The Tamoio were a Tupi-speaking indigenous group that inhabited the coast of the present-day states of São Paulo and Rio de Janeiro in Brazil. Their territory included the Bay of Guanabara, extending from what is now Rio de Janeiro to the northern coast of São Paulo, near the city of Bertioga. The group’s population is estimated at approximately 70,000 people at the time of European contact.

The Tamoios are also called Tupinambás. In fact, they were nothing more than the Tupinambás of the south. The others are those from Bahia and Maranhão.

The ethnonym "Tamoio" comes from "ta'mõi," which, in the Tupi language, means "grandparents," indicating that they were the Tupi group that had been established on the Brazilian coast for the longest time.

Anthropologists Beatriz Perrone-Moysés and Renato Sztutman argue that the term "Tamoio" did not refer to a homogeneous indigenous people, but rather to a "collective of leaders" from different tribes who formed an alliance among themselves and with the French against the Portuguese colonizers.
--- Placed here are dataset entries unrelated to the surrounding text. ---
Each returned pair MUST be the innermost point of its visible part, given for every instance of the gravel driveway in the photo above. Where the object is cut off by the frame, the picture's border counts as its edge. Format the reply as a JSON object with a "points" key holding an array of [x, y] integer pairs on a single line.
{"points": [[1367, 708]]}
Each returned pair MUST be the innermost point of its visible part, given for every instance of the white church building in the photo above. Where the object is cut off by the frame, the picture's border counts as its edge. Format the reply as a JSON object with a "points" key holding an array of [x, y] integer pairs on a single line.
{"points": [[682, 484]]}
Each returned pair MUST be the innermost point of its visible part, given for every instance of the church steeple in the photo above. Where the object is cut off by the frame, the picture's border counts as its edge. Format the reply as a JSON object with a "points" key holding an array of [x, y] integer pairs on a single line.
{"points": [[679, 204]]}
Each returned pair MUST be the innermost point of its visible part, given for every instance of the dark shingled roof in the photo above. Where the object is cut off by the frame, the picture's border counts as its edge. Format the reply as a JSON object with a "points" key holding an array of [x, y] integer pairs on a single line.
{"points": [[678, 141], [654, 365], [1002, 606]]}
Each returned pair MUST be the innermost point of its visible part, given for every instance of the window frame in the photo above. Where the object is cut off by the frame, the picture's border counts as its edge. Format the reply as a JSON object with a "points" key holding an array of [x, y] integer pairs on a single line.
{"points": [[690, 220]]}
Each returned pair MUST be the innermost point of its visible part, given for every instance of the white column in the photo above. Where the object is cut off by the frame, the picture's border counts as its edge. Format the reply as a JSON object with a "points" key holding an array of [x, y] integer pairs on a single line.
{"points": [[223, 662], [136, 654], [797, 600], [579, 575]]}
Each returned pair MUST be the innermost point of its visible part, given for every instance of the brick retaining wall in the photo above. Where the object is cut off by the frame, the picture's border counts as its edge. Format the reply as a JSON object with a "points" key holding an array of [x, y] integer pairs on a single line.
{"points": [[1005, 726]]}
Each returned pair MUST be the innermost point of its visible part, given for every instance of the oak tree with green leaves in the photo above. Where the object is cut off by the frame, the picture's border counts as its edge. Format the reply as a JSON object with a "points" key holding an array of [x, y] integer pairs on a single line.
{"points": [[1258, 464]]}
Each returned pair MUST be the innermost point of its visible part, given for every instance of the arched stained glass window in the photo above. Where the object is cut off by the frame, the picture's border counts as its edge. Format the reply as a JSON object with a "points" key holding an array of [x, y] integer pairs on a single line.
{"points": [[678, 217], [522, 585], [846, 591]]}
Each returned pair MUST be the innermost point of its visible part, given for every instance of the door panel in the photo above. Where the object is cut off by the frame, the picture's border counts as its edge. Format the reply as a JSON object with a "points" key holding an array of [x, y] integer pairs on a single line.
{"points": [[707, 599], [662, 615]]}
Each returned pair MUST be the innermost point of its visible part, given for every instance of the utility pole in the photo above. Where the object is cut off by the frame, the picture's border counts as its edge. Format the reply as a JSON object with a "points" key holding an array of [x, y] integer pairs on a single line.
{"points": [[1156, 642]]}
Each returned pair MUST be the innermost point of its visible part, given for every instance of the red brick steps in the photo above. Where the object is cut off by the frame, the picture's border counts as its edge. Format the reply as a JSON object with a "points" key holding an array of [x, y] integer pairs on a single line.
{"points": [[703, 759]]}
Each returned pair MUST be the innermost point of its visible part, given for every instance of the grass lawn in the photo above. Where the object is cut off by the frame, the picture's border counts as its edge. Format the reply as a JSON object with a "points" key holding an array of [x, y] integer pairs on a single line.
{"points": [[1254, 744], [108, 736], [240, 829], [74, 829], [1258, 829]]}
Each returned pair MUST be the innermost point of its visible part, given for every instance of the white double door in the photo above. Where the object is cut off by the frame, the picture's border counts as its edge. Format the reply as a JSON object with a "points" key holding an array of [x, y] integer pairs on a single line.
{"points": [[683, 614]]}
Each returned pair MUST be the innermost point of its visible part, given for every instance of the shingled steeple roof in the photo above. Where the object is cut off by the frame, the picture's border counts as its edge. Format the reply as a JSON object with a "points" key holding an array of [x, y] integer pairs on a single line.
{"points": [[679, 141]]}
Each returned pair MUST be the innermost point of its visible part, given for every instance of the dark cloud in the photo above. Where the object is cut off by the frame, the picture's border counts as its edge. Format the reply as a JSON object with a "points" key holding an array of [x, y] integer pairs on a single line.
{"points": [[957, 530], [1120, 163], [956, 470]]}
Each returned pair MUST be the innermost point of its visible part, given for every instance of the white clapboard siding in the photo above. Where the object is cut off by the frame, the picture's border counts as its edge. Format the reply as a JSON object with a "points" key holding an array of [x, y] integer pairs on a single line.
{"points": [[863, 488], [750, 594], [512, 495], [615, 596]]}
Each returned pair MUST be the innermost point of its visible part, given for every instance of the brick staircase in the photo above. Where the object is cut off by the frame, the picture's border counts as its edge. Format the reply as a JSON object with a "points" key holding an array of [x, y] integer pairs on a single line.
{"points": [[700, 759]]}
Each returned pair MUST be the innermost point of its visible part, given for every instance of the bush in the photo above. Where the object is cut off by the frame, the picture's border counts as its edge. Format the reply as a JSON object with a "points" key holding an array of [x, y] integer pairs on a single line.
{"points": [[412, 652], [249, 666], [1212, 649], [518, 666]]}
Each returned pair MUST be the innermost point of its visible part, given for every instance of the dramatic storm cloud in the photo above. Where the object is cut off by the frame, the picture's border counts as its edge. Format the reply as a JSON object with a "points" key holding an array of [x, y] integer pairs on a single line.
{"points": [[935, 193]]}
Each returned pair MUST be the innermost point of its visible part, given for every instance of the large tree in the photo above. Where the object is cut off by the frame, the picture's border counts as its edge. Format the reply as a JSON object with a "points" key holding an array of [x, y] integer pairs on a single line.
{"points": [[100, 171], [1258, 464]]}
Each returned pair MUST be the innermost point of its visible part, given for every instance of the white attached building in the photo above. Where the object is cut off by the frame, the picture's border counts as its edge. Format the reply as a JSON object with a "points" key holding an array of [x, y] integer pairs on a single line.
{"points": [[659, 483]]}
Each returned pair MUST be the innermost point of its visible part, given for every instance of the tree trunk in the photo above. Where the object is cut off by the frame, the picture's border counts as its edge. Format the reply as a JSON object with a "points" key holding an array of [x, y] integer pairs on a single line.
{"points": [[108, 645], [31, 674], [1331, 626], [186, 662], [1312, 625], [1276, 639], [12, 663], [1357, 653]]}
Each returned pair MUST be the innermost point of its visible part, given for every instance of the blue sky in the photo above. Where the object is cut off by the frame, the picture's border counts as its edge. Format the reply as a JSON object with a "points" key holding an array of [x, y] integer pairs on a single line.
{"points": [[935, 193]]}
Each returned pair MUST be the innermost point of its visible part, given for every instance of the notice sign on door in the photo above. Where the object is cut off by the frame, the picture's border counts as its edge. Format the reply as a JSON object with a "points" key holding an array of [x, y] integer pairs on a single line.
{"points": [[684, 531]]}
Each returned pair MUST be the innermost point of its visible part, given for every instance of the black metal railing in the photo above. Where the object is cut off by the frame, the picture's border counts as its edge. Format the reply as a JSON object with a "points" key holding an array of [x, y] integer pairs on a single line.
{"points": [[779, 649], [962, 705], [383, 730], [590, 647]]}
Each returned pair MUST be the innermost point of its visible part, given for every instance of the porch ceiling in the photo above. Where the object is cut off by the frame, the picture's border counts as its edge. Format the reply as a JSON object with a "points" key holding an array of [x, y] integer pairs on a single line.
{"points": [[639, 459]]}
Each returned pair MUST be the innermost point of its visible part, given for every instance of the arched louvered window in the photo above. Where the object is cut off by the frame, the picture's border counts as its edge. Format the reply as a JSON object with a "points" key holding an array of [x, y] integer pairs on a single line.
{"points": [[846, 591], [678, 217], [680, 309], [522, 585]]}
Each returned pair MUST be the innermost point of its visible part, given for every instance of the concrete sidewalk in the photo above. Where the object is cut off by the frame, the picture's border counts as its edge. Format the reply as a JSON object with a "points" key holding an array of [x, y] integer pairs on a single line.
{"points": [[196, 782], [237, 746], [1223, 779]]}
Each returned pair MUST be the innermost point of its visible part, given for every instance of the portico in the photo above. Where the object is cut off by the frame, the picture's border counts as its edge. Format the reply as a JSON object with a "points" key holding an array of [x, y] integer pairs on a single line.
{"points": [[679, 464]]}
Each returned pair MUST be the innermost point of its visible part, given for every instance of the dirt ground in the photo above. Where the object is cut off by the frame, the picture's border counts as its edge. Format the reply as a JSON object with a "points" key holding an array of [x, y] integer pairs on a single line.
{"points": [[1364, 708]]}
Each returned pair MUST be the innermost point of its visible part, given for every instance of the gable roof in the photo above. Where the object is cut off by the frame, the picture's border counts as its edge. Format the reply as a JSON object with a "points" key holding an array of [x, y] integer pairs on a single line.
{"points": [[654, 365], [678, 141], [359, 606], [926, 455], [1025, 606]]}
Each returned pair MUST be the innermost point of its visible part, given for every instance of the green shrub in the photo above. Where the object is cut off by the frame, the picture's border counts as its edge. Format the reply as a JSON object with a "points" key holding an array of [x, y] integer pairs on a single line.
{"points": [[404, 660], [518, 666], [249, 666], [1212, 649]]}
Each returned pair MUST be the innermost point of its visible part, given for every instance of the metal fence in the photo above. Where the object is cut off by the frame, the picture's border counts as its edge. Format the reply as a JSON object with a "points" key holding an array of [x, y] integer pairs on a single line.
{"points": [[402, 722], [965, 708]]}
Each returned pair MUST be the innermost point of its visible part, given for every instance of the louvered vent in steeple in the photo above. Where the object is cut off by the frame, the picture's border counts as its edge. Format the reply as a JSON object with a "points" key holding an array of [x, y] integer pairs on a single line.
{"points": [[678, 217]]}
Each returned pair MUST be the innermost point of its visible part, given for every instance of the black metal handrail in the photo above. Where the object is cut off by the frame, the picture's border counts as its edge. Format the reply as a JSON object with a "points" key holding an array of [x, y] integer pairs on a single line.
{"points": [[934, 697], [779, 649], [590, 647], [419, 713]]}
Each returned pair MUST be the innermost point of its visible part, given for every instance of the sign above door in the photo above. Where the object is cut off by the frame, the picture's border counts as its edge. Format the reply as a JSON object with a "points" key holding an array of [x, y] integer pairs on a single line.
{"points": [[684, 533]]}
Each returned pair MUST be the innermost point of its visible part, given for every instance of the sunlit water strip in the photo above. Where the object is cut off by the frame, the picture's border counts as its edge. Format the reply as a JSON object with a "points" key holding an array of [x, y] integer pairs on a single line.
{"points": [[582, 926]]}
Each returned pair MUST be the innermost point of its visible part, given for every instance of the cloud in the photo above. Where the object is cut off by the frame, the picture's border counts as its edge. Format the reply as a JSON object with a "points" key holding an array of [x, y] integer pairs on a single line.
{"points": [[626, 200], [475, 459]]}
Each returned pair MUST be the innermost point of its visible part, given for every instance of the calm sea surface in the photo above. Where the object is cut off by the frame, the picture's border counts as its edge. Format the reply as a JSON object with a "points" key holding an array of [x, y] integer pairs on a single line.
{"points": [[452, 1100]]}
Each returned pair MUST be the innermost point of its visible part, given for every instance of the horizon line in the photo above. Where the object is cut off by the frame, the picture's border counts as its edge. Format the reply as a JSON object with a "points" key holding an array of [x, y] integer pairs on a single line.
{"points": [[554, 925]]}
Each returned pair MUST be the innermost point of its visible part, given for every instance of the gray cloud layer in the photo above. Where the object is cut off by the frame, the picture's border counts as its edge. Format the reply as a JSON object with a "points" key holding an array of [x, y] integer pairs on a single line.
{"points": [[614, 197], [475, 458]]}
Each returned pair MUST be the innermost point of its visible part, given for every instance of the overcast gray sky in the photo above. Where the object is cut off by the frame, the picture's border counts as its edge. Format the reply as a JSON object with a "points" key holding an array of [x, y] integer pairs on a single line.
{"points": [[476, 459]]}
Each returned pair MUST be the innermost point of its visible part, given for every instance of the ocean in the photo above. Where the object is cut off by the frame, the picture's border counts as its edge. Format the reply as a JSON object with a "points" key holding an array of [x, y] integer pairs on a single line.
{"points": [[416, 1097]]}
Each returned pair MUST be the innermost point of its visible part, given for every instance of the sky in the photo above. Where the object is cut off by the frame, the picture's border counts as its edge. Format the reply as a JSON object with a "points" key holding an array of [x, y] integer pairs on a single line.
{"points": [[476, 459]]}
== Presence in daily life ==

- In the state of São Paulo, the highway that connects São José dos Campos to Caraguatatuba, on the north coast, the former lands of the Tamoio was named Rodovia dos Tamoios (Tamoio Highway).
- The current 2nd district of the city of Cabo Frio is called Tamoios because it was one of the last strongholds of the Tamoio Confederation.
- Several cities have also named streets and avenues after the Tamoios, including São Paulo, Itanhaém, Tupã, Lins, Diadema, and Praia Grande, among others.